Even though greater reliability and reproducibility were achieved in the recent work just reviewed, there is still a degree of subjectivity left in the application of these clustering techniques. In particular, none of the methods above have a completely satisfactory solution to the problem of determining in an algorithmic manner how many clusters exist in a given dataset, hemispheric or sectorial. Thus, the two problems of just how many different regimes can be reliably identified in the multidecadal NH 700-mb record, and what exactly they look like, bear further investigation.

The mixture model approach adopted here, unlike the previously used approaches, is based on an explicit, fully consistent probabilistic model. This model has the following two primary features.

  1. Each cluster is defined as a unimodal (“component”) PDF. Thus, points that lie within the overlap region of different density functions can have a degree of membership (a probability) for each cluster, allowing for uncertainty in cluster membership to be handled in a natural way.
  2. It leads to a well-defined, built-in criterion for determining how many clusters should be fitted to the data, which does not require additional, ad hoc assumptions or null hypotheses. The information on which this criterion is based is simply contained in the posterior probability distribution for k, the number of clusters. If the distribution peaks sharply about a particular value of k, there is strong evidence for that value; if the distribution is rather flat, it follows that the dataset at hand cannot provide enough evidence for a particular value of k. The difficult part of the problem is that of estimating this posterior distribution for k given the data. We discuss the methodology for doing so in some detail.
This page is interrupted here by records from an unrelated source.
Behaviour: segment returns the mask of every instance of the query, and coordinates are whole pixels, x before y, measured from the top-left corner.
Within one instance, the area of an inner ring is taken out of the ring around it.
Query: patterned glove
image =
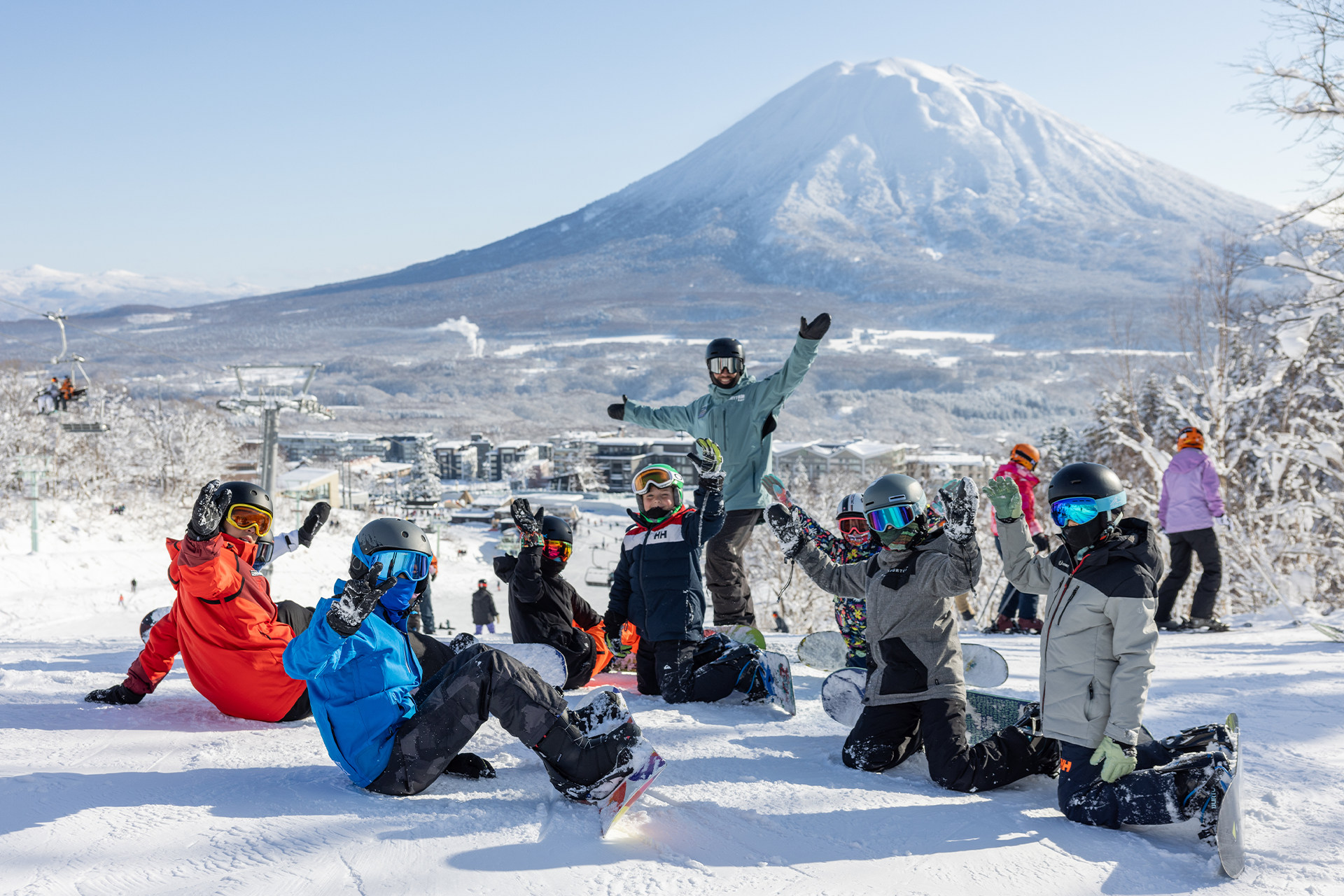
[[[1021,492],[1011,476],[996,476],[985,484],[985,497],[995,506],[995,516],[1012,523],[1021,516]]]
[[[234,500],[233,492],[219,485],[219,480],[211,480],[200,486],[196,505],[191,508],[191,521],[187,524],[187,537],[192,541],[210,541],[219,535],[219,524]]]

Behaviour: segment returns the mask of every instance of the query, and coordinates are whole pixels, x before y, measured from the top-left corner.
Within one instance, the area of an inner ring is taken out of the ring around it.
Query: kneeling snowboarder
[[[966,742],[966,685],[953,614],[956,595],[980,578],[978,496],[969,478],[948,482],[942,525],[909,476],[887,474],[863,492],[882,552],[837,564],[808,539],[801,517],[774,505],[766,514],[784,556],[824,591],[867,604],[868,681],[864,708],[844,744],[844,764],[863,771],[899,766],[923,747],[929,775],[949,790],[992,790],[1055,768],[1052,744],[1008,727],[974,747]]]
[[[355,539],[349,580],[336,582],[336,595],[319,602],[285,649],[285,670],[308,681],[327,752],[351,780],[401,797],[444,772],[493,778],[489,762],[461,752],[488,713],[542,756],[566,797],[629,771],[622,763],[640,737],[633,720],[585,736],[555,688],[474,639],[439,645],[444,664],[422,681],[406,623],[429,572],[429,539],[415,524],[374,520]]]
Any statistical method that directly estimates a PDF in phase space will inevitably be limited in its results by the number of available data points, particularly as one seeks to fit the model on which the method is based to the data in higher dimensions. This “curse of dimensionality” is well-known in the statistical literature (e.g., see Silverman 1986) and has been discussed at length in the present context by KGI. In general, the results obtained from any finite set of observational data (in this case, 44 winters) must be interpreted as being conditional on the observed data; our method only makes this dependence more explicit.

The paper is organized as follows. In section 2 the 700-mb dataset and data-preprocessing steps are briefly described. Section 3 is an introduction to and review of the basic concepts of mixture models, including a discussion of maximum-likelihood techniques for model parameter estimation and a cross-validation methodology for estimating the posterior distribution of k. Further methodological details are presented in three appendices.
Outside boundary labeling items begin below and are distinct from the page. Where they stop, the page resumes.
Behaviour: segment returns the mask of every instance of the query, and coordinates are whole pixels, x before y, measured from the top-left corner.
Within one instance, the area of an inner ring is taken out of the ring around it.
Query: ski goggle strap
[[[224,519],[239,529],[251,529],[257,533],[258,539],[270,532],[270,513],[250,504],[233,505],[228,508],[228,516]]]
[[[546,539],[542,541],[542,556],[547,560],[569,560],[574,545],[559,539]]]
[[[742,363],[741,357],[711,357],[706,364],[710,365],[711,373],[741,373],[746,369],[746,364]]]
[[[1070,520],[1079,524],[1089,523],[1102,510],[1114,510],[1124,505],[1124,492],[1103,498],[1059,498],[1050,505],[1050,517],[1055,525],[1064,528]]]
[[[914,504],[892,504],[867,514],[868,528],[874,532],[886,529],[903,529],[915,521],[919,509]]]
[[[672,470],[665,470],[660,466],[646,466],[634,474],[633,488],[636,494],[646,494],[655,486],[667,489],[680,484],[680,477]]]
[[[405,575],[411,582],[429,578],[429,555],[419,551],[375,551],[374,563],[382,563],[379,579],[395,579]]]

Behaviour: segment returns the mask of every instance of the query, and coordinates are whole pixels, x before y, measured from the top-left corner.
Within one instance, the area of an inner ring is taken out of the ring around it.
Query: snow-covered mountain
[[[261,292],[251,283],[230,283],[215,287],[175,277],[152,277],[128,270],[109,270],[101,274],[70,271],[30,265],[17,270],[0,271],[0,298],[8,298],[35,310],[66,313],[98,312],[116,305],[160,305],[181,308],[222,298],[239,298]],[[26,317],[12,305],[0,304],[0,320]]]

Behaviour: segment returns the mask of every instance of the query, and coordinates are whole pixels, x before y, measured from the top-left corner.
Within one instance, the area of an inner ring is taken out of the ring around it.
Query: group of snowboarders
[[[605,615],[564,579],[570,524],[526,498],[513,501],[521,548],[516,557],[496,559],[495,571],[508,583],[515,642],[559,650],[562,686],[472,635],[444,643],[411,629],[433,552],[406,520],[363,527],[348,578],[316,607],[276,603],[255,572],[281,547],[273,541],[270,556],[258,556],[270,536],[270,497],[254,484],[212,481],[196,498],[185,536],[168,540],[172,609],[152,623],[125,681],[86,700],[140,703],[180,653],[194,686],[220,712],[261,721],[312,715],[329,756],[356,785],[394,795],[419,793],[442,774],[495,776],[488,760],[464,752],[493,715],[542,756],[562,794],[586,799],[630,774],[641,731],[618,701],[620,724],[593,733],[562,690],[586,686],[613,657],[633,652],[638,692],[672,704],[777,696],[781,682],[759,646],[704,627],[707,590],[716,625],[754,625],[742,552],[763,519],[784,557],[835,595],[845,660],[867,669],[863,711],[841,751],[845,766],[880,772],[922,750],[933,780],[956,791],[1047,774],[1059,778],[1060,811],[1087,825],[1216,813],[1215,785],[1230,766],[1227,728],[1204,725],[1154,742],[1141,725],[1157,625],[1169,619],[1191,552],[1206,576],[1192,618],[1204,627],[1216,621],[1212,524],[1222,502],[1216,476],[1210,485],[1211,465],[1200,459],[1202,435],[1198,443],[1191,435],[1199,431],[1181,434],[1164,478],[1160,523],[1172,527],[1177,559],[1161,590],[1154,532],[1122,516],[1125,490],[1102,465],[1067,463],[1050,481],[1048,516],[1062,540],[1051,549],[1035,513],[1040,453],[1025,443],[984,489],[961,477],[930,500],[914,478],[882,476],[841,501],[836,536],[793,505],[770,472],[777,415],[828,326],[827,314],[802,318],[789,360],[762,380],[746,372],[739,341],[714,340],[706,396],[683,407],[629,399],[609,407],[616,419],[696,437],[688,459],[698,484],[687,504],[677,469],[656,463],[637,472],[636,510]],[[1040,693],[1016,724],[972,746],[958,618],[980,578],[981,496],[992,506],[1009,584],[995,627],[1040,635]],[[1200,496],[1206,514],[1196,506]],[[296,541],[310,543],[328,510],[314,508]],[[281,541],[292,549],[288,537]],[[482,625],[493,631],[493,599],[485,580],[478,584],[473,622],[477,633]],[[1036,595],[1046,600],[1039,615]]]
Section 4 contains a detailed description of the application of the mixture modeling methodology to the problem of cluster analysis in the subspace of the NH 700-mb anomalies’ leading EOFs. Strong evidence for the data’s supporting the existence of three regimes is presented. Robustness of this result with respect to variations in cross-validated partitions and number of EOFs retained is investigated and discussed. The maps corresponding to the three clusters that we obtain by mixture modeling are compared to the three significant maps obtained by CW and a remarkable degree of similarity is found to exist.

The application of the mixture modeling methodology to the PAC and ATL sectors is described in section 5 and results in the selection of essentially two clusters in each sector. The PAC clusters resemble the well-known Pacific–North American (PNA) and reverse PNA (RNA) regimes, and the ATL clusters resemble the blocked and zonal phases of the North Atlantic oscillation (NAO). We also show in this section how the methodology can alert the data analyst to the size of the dataset being insufficient to support a nontrivial model. Both hemispheric and sectorial results are summarized in section 6, followed by a discussion of their implications for the understanding and prediction of low-frequency, intraseasonal variability of large-scale atmospheric flows.

2. Dataset

The dataset used in this paper is similar to that used by KGI and KGII and consists of twice-daily “analyzed” (i.e., model interpolated) fields of NH 700-mb heights compiled at the National Oceanic and Atmospheric Administration’s Climate Prediction Center. The only difference between the two datasets is that in this paper 44 winters are used, starting on 1 December 1949 and extending through 31 March 1993. Kimoto and Ghil’s data began on the same date but contained only 37 winters, through March 1986. The NH winter is defined as the 90-day sequence beginning on 1 December of each year. All of the analyses below were performed on the winter data, namely, the 44 × 90 = 3960 daily maps so defined. The preprocessing also follows KGI and is summarized below.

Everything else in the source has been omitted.